You and your 'associates' use semantics instead of science. You call it a
name and say it's better. You ignore (don't understand) the first thing
about the actual data and statistics.
>I know of no credible, published
> epidemiologist that seriously considers Cohen's finding plausible.
> For example, Jay Lubin
with criminal intent to suppress data, with semantics for the gullible, not
science
> pointed out that "There is still substantial
> confusion in the radiation effects community about the inherent
> limitations of ecologic analysis. As a result, inordinate attention
> has been given to the discrepant results of Cohen, in which a
> negative estimate is observed for the regression of county mortality
> rates for lung cancer on estimated county radon levels. Since adverse
> effects for radon at low exposures are supported by analysis of miner
> data (all data and data restricted only to low cumulative exposures),
> a meta-analysis of indoor radon studies, and molecular and cellular
> studies, and since ecologic regressions are burdened by severe
> limitations, the negative results from Cohen's analysis are most
> likely due to bias and should be rejected."

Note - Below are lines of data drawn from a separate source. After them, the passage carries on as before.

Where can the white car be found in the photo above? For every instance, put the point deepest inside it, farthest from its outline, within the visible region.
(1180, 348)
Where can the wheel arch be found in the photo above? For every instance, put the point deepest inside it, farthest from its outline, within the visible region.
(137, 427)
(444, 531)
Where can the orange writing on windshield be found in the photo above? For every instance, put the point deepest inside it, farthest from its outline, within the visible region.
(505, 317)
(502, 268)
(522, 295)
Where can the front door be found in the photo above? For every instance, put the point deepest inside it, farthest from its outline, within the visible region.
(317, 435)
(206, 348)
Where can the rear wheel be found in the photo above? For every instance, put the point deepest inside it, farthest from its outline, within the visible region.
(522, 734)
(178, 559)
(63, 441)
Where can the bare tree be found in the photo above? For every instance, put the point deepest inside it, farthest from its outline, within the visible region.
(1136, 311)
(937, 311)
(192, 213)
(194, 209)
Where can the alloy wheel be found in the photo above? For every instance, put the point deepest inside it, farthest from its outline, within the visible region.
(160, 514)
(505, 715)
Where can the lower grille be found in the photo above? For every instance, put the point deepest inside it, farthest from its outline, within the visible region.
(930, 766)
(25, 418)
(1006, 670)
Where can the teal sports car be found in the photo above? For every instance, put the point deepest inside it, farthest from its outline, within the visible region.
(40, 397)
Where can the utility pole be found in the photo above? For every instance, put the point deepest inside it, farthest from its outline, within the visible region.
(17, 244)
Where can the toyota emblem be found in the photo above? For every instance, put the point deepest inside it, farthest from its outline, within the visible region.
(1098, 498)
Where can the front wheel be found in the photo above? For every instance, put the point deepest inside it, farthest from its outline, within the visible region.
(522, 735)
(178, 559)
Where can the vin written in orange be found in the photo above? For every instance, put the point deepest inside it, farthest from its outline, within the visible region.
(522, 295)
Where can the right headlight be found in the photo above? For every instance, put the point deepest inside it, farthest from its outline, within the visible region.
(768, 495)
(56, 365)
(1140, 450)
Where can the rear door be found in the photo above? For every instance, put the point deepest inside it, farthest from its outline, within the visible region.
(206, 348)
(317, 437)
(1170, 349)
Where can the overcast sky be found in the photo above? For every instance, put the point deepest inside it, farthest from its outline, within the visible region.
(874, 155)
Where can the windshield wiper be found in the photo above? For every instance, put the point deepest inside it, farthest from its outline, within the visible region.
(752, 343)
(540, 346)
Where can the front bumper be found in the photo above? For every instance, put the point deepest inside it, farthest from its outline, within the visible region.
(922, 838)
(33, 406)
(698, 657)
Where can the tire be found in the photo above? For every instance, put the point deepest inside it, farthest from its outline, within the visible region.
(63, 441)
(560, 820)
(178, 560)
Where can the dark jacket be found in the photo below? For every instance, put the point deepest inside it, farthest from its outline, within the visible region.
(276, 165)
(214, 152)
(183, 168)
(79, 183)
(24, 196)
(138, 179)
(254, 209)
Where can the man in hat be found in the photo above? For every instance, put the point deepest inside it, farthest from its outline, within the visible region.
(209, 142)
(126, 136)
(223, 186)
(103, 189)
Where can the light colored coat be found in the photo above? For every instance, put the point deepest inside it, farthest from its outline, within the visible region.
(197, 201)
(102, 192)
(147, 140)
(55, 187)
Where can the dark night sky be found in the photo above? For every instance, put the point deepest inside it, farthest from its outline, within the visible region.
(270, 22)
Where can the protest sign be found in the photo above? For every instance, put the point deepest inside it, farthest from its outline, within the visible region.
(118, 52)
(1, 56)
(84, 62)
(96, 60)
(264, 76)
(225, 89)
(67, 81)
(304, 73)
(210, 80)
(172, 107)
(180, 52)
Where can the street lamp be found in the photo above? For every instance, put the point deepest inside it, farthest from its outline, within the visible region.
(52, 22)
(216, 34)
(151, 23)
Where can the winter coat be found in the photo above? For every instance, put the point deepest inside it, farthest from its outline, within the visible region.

Like your "arguments" Lubin is all semantics and disinformation. He and hs
cohort have produced no analysis that undermines Cohen's work after a dozen
years of a cabal of charlatans on the Fed agency payrolls to desperately
question Cohen's results. The _allusion_ to "miners at low doses" results is
fraudulent when he and his associates know even less about the actual doses
and the confounding effects to miners than the doses to individuals in the
poor residential studies! And he knows this full well. His/their mission is
simply to produce disinformation to con the gullible.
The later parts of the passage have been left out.